- Born: 1963 (age 62–63) Eindhoven
- Occupation: Linguist

Academic background
- Education: Languages and Literature, Discourse Studies
- Alma mater: Tilburg University

Academic work
- Discipline: Discourse
- Sub-discipline: Causality
- Institutions: Utrecht University, ILS

= Ted Sanders (linguist) =

Dutch linguist

Ted (T.J.M.) Sanders is a Dutch linguist and Full Professor of Discourse Studies and Language Use in the Faculty of Humanities at Utrecht University.

As of June 2024 he is Vice-Rector of Research at Utrecht University. Before that he was Vice-dean for Research

and Impact in the Faculty Board of Humanities (2022–2024), Vice-Dean of Graduate Education and Dean of the Graduate School of Humanities (2016–2022), the first head of the Department Languages, Literature and Communication (2012–2016), and head of the Departments of Dutch and Modern Languages (2011–2012).

== Biography ==
Theodorus Johannes Maria Sanders (Eindhoven, 1963) studied Languages and Literature at Tilburg University (1981–1986) and graduated (cum laude) in Discourse Studies. Between 1986 and 1992, he worked on his PhD here, while he was also employed by the Educational Testing Service (CITO) in Arnhem. In December 1992, he defended his thesis Discourse structure and coherence, promotor Prof. Dr. L.G.M. Noordman. At Utrecht University, he was appointed as an Assistant Professor (1992–1997), Associate Professor of Text Linguistics (1997–2002), and Full Professor of Discourse Studies (2003). In 2007, he was a guest researcher at the "Department of Linguistics" and the "Institute for Cognitive Studies" of the University of California at Berkeley. In 2023/24 he headed the Desiderius Erasmus-Chair ‘Dutch across the borders’ at the Faculty of Philosophy and Arts at the Université Catholique de Louvain (Belgium).

== Research ==
His research, embedded in the Institute for Language Sciences (ILS), focuses on coherence in text, discourse and cognition. He uses various research methods, at the interface of Humanities and Social Sciences: theory construction, corpus-analysis, text analysis, questionnaires and experimental research on discourse processing (reading times and Eye-tracking) and text comprehension. Together with colleagues, he developed CCR, a cognitive approach of Coherence relations.

Together with colleagues, he also works on comprehensible language: which factors contribute to comprehensibility of texts? He co-initiated and led the nation-wide research program Comprehensible Language and Effective Communication, which was funded by NWO and several societal partners (2011–2016). He was also involved in joint research directed towards societal impact in this domain.

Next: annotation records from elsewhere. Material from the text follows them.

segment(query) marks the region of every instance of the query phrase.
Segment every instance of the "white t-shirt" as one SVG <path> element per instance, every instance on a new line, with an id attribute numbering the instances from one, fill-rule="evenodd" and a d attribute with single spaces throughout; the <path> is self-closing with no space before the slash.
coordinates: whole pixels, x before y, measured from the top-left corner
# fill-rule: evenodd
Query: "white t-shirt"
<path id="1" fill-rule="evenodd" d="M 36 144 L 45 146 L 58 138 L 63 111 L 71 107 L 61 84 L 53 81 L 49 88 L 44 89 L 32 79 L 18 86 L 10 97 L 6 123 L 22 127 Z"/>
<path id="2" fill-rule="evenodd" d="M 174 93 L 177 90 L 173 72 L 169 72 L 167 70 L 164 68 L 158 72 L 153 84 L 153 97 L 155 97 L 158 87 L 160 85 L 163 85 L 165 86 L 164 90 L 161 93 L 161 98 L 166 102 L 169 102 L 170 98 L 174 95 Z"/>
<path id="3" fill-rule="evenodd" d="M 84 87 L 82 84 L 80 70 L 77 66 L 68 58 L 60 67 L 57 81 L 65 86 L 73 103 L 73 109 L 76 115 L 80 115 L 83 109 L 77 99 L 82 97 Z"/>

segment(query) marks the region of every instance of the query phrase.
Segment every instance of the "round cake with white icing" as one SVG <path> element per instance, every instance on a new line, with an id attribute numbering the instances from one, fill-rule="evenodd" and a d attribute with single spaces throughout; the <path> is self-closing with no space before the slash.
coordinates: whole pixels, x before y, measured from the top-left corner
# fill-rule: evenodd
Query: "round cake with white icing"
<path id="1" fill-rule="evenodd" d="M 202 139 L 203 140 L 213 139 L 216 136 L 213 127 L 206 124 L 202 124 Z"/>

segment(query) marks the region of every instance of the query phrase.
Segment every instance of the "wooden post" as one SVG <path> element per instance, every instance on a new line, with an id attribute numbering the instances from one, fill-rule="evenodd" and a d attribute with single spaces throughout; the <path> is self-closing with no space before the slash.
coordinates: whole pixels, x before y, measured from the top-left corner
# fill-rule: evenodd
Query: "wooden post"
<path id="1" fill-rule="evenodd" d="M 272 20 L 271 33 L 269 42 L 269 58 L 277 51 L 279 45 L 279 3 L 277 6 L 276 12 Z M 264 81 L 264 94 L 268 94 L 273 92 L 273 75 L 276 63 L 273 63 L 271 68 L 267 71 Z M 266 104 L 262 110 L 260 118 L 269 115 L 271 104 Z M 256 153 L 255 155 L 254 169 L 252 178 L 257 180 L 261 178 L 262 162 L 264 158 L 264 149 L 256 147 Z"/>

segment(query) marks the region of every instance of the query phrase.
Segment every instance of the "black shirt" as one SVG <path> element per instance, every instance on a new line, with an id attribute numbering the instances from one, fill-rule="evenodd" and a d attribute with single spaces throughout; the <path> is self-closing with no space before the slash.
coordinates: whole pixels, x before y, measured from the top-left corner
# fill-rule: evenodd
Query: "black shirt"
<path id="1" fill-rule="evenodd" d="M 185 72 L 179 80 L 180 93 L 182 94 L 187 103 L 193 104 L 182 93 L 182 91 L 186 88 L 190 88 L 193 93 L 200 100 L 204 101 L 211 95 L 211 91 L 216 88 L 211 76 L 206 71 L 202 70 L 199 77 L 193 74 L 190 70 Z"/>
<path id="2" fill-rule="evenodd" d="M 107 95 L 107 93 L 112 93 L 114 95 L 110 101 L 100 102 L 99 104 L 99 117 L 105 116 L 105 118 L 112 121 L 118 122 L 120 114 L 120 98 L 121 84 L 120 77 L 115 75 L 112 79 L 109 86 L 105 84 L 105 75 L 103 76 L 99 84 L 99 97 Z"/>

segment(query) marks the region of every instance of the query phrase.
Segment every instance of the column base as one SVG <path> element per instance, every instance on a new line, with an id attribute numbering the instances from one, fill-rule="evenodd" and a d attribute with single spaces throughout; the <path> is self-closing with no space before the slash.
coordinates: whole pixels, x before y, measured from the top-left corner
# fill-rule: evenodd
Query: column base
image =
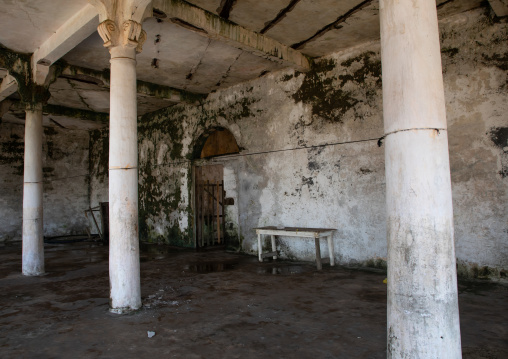
<path id="1" fill-rule="evenodd" d="M 130 308 L 130 307 L 125 307 L 125 308 L 109 308 L 109 312 L 110 313 L 113 313 L 113 314 L 130 314 L 130 313 L 133 313 L 133 312 L 137 312 L 138 310 L 140 310 L 141 307 L 139 308 Z"/>

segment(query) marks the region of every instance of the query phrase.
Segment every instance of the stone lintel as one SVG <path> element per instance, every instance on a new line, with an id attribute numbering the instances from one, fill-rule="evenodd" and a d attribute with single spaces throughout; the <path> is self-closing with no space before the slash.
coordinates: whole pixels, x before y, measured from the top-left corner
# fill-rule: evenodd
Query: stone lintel
<path id="1" fill-rule="evenodd" d="M 162 17 L 163 19 L 176 24 L 185 24 L 186 28 L 192 28 L 197 34 L 223 41 L 233 47 L 293 67 L 298 71 L 310 69 L 309 59 L 301 52 L 185 1 L 154 0 L 153 7 L 158 13 L 162 12 L 166 15 L 165 18 Z"/>
<path id="2" fill-rule="evenodd" d="M 96 31 L 98 24 L 98 12 L 90 4 L 67 20 L 33 53 L 32 71 L 35 82 L 44 84 L 49 66 Z"/>

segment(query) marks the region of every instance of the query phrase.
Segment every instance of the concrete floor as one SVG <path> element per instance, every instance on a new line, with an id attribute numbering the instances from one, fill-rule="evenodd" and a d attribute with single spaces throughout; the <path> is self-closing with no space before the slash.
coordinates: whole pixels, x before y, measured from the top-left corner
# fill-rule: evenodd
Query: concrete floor
<path id="1" fill-rule="evenodd" d="M 144 246 L 144 307 L 108 312 L 107 248 L 0 247 L 1 358 L 385 358 L 385 274 Z M 464 358 L 508 358 L 508 288 L 459 286 Z M 147 332 L 155 336 L 148 338 Z"/>

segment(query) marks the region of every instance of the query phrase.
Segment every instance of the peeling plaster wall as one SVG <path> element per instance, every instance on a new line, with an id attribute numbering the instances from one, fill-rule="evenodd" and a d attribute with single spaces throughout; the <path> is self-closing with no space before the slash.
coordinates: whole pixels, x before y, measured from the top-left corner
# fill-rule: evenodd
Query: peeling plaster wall
<path id="1" fill-rule="evenodd" d="M 507 25 L 485 8 L 440 23 L 459 273 L 508 267 Z M 230 130 L 240 155 L 224 165 L 228 234 L 256 251 L 254 227 L 337 228 L 343 265 L 386 265 L 379 42 L 139 119 L 142 240 L 193 246 L 192 165 L 199 137 Z M 93 187 L 93 186 L 92 186 Z M 94 189 L 92 188 L 92 192 Z M 279 238 L 284 258 L 312 260 L 313 243 Z M 326 248 L 323 256 L 325 256 Z"/>
<path id="2" fill-rule="evenodd" d="M 441 48 L 458 271 L 497 277 L 508 270 L 508 26 L 481 13 L 442 22 Z"/>
<path id="3" fill-rule="evenodd" d="M 21 240 L 24 131 L 0 123 L 0 242 Z M 44 128 L 44 236 L 86 233 L 88 137 L 87 131 Z"/>

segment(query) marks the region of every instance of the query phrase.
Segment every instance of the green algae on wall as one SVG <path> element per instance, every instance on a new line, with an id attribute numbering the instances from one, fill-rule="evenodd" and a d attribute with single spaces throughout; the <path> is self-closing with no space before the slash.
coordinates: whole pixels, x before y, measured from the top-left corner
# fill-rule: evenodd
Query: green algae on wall
<path id="1" fill-rule="evenodd" d="M 175 106 L 142 116 L 139 143 L 140 240 L 193 247 L 190 162 L 182 156 L 186 115 Z M 185 193 L 184 193 L 185 192 Z"/>
<path id="2" fill-rule="evenodd" d="M 9 165 L 14 174 L 23 175 L 25 144 L 21 136 L 13 133 L 0 145 L 0 164 Z"/>
<path id="3" fill-rule="evenodd" d="M 336 76 L 339 69 L 341 75 Z M 334 59 L 323 59 L 315 62 L 311 71 L 305 74 L 302 85 L 292 97 L 296 102 L 311 105 L 314 116 L 342 123 L 346 112 L 364 101 L 357 96 L 354 88 L 370 86 L 369 78 L 374 79 L 375 87 L 381 87 L 381 61 L 372 51 L 343 61 L 340 66 Z M 282 81 L 291 79 L 292 76 L 286 75 Z M 354 87 L 347 86 L 348 82 L 352 82 Z M 368 91 L 367 95 L 374 97 L 375 91 Z"/>
<path id="4" fill-rule="evenodd" d="M 108 133 L 108 128 L 90 131 L 89 173 L 90 178 L 96 178 L 99 183 L 104 183 L 109 175 Z"/>

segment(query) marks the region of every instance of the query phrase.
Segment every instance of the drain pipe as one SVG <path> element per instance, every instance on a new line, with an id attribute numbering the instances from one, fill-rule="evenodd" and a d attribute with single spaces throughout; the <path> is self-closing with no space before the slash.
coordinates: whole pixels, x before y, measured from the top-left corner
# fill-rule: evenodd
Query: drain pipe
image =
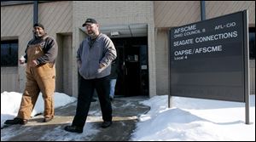
<path id="1" fill-rule="evenodd" d="M 201 20 L 206 20 L 206 2 L 201 1 Z"/>
<path id="2" fill-rule="evenodd" d="M 38 2 L 34 1 L 33 25 L 38 23 Z"/>

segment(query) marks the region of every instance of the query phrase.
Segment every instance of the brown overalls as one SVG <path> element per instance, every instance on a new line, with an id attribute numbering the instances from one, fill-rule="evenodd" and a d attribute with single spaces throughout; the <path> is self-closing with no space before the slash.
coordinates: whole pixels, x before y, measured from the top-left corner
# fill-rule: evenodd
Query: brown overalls
<path id="1" fill-rule="evenodd" d="M 44 117 L 54 116 L 53 95 L 55 88 L 55 67 L 54 64 L 46 63 L 32 66 L 32 61 L 43 56 L 40 44 L 27 48 L 26 82 L 17 117 L 30 119 L 39 92 L 42 92 L 44 101 Z"/>

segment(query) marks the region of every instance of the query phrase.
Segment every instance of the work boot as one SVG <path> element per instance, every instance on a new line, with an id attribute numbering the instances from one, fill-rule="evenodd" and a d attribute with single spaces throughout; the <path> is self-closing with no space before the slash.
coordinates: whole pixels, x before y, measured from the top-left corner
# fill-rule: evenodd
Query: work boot
<path id="1" fill-rule="evenodd" d="M 108 128 L 111 124 L 112 124 L 112 122 L 103 122 L 102 123 L 102 128 Z"/>
<path id="2" fill-rule="evenodd" d="M 83 128 L 78 126 L 66 126 L 64 129 L 66 131 L 73 132 L 73 133 L 83 133 Z"/>
<path id="3" fill-rule="evenodd" d="M 21 118 L 15 118 L 13 120 L 6 120 L 4 123 L 9 125 L 15 125 L 15 124 L 26 125 L 27 123 L 27 120 L 21 119 Z"/>
<path id="4" fill-rule="evenodd" d="M 53 119 L 53 116 L 51 116 L 51 117 L 45 117 L 45 118 L 44 118 L 44 122 L 49 122 L 49 121 L 51 121 Z"/>

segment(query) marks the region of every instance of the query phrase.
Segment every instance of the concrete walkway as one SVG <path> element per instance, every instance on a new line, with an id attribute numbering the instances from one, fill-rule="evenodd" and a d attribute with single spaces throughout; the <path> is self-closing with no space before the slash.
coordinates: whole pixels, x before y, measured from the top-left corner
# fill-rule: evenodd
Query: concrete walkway
<path id="1" fill-rule="evenodd" d="M 148 106 L 139 104 L 148 97 L 115 98 L 112 102 L 113 124 L 102 128 L 102 112 L 98 100 L 90 104 L 83 133 L 66 132 L 63 128 L 70 125 L 76 111 L 76 102 L 55 109 L 55 118 L 49 122 L 42 122 L 39 115 L 23 125 L 13 125 L 1 129 L 1 141 L 44 141 L 44 140 L 92 140 L 92 141 L 128 141 L 136 128 L 140 115 L 149 111 Z"/>

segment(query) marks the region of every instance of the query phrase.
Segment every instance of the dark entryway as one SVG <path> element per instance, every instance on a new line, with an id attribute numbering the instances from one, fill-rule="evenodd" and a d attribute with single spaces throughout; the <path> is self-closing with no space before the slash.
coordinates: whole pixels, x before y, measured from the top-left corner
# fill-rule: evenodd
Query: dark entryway
<path id="1" fill-rule="evenodd" d="M 115 95 L 148 95 L 148 37 L 112 38 L 119 77 Z"/>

In 2005, NWO awarded him a VICI-grant for a project on Causality and Subjectivity in Discourse and Cognition (2005–2011).

== Publications ==
Together with co-authors, he published on the themes mentioned above in various books and international journals, such as Cognition, Cognitive Linguistics, Discourse Processes, Dialogue & Discourse, Journal of Child language, Journal of Pragmatics, Language and Cognitive processes, Language Testing, Metacognition and Learning, Reading and Writing, Text & Talk, Written Communication.

He was also a (co-)editor of special issues of Cognitive Linguistics (2001), Discourse Processes (2004) and Journal of Pragmatics (2011). Together with Joost Schilperoord and Wilbert Spooren, he edited Text Representation: Linguistic and Psycholinguistic approaches (Benjamins, 2001), and together with Eve Sweetser (UC Berkeley) he edited Causal Categories in Discourse and Cognition (Mouton de Gruyter, 2009).

== Selected publications ==
- Sanders, T.J.M. W.P.M. Spooren & L.G.M. Noordman (1992). Toward a taxonomy of coherence relations. Discourse Processes, 15(1), 1–35.
- Sanders, T.J.M., & Noordman, L.G.M. (2000). The role of coherence relations and their linguistic markers in text processing. Discourse Processes, 29(1), 37–60.
- Canestrelli, A. R., Mak, W. M., & Sanders, T.J.M. (2013). Causal connectives in discourse processing: How differences in subjectivity are reflected in eye-movements. Language and Cognitive processes, 28(9), 1394–1413.
- van Silfhout, G., Evers-Vermeul, J., Mak, W. M., & Sanders, T.J.M. (2014). Connectives and layout as processing signals: How textual features affect students’ processing and text representation. Journal of Educational Psychology, 106(4), 1036–1048.

== Inaugural lecture ==
Sanders, T.J.M.  (2004). Tekst doordenken. Taalbeheersing als de studie van taalgebruik en tekstkwaliteit. Oratie, Faculteit der Letteren, Universiteit Utrecht, 19 November 2004.